In the present study, there was no apparent difference in OS according to subsequent treatments. Median OS was similar for patients who received EGFR TKIs as post-PD therapy (n = 36), which were mainly continuous erlotinib administration following RECIST PD (n = 21) (Table 3), and for those who did not. In contrast to our findings, in a retrospective study of patients with activating EGFR mutations (n = 123) who were treated with EGFR TKIs, OS showed a trend in favor of continuing versus discontinuing EGFR TKI treatment following RECIST PD (33.0 versus 21.2 months, respectively; p = 0.054) . Furthermore, a retrospective clinical modeling study that evaluated the usefulness of EGFR TKI failure pattern for selecting subsequent management, suggested that the efficacy of EGFR TKI continuation differed between patients with gradual progression, local progression, and dramatic progression . Thus, one hypothesis for the inconsistency between studies is the difference in the EGFR TKI failure pattern. Meanwhile, in the present study, various EGFR TKIs were used as post-PD therapy (i.e., erlotinib beyond progression, erlotinib re-challenge after another treatment, and other therapies), which should be noted as one of the limitations. As effective post-PD therapy options are important for patients with disease recurrence, any benefit of EGFR TKI re-administration or continuation after PD requires further study.
At this updated analysis, no new safety signals for erlotinib were observed; single-agent erlotinib was well tolerated and had an acceptable and manageable safety profile in EGFR mutation-positive NSCLC. The safety profile of erlotinib was also in line with previous studies of first-line erlotinib , with the most common AEs being rash and diarrhea.

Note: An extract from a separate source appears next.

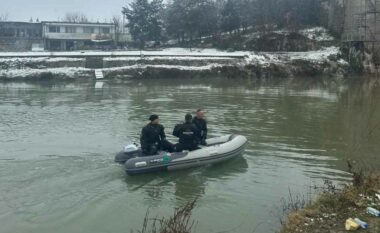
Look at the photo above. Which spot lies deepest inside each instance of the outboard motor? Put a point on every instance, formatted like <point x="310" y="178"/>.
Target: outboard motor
<point x="130" y="151"/>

In conclusion, single-agent erlotinib resulted in a median OS of 36.3 months in the first-line treatment of EGFR mutation-positive NSCLC. Subgroup analyses of OS suggested that the presence of brain metastases was a negative prognostic factor, as these patients had shorter median OS compared with other subgroups. No further differences in OS between specific EGFR subgroups were observed. Although many patients went on to receive additional EGFR TKI therapy following progression, there was no significant difference in median OS for patients who received EGFR TKI as post-PD therapy compared with those who did not. The findings of this single-arm study should be validated in randomized controlled trials.